L’air sérieux. Petites lunettes en métal. Moustache et bouc fins bien taillés. Cheveux lissés vers l’arrière. Le directeur d’école, instituteur et père de famille de 45 ans présentait bien. Le cliché parfait. Des photos de lui ont commencé à circuler en 2015 quand sa face sombre petit à petit s’est révélée. Son pseudonyme sur internet ? « PedoMaster ». Vrai nom : Romain Farina. « Une affaire hors norme », résume l’adjudant Régis Villette, 44 ans, en jean, baskets et gourmette, au milieu des chemises bleues de son bâtiment du Pôle judiciaire de la gendarmerie nationale (PJGN) de Pontoise. Oui, l’affaire Farina, le patron du Centre national d’analyse des images de pédopornographie (CNAIP) s’en souvient. Et son acolyte, l’adjudant Jérôme Duhamel, aussi.
Elle éclate le 20 mars 2015. Ce jour-là, les parents de deux élèves de CP de l’école du Mas de La Raz, à Villefontaine, dans le nord de l’Isère, se rendent à la gendarmerie. Les enfants ont raconté que monsieur Farina, leur instituteur, organise des ateliers du goût. Mais au fond de sa classe, derrière un paravent. Les enfants ont les yeux bandés. Farina profite des séances pour leur imposer des fellations. Et les filmer. Perquisitions dans l’école et au domicile du directeur. Des images à caractère pédopornographique sont découvertes dans l’ordinateur familial. Farina est suspendu. Puis placé en détention provisoire pour « viols aggravés et agressions sexuelles sur mineurs ». Son passé aussi ressurgit. L’histoire d’un fiasco.
En 2001, quand Romain Farina entame sa carrière d’instituteur à Vénissieux, dans la banlieue de Lyon, une première plainte est déposée par les parents d’une enfant de 4 ans. Elle l’accuse de lui avoir « touché les fesses ». L’affaire, signalée à l’Éducation nationale, est classée sans suite par la justice.
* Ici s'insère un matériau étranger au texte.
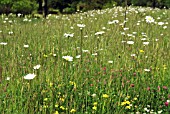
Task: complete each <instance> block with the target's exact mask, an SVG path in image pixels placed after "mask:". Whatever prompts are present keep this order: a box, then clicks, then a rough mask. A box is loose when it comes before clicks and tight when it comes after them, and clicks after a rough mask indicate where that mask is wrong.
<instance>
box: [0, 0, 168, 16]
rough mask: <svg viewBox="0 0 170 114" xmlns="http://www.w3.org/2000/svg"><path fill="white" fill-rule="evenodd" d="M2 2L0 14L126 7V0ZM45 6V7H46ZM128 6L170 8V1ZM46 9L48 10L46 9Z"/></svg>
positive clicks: (69, 0) (156, 0) (83, 9)
mask: <svg viewBox="0 0 170 114" xmlns="http://www.w3.org/2000/svg"><path fill="white" fill-rule="evenodd" d="M47 1H48V2H47V3H45V0H0V14H2V13H6V14H9V13H11V12H12V13H23V14H29V13H32V12H33V11H38V13H42V12H43V10H44V9H46V11H47V10H48V9H50V10H51V9H52V10H55V11H59V12H61V13H74V12H76V11H80V10H81V11H87V10H93V9H103V8H112V7H114V6H124V5H125V0H47ZM44 4H45V5H44ZM127 4H128V5H134V6H146V7H148V6H149V7H154V8H155V7H158V8H164V7H166V8H170V0H127ZM44 7H46V8H44Z"/></svg>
En juin 2008, il est cette fois condamné à six mois de prison avec sursis et obligation de soins pendant deux ans pour recel d’images pédopornographiques. Farina fait partie des soixante personnes signalées par les autorités allemandes à la justice française pour avoir consulté et téléchargé des images pédopornographiques sur un site coréen hébergé en Allemagne. Mais l’Éducation nationale n’en est pas informée par la justice. Et Farina récidive.
Combien d’enfants cet homme, qui a souvent demandé des mutations dans le Rhône et en Isère, a-t-il agressés ou violés ? Était-il en contact avec d’autres pédocriminels ? Faisait-il partie d’un gros réseau ? Qu’a-t-il planqué dans les entrailles de son disque dur ? Tandis que l’enquête de terrain de la brigade de recherches de la gendarmerie de Bourgoin-Jallieu laboure l’existence de l’instituteur, sa vie numérique va être épluchée jusque dans les moindres pixels.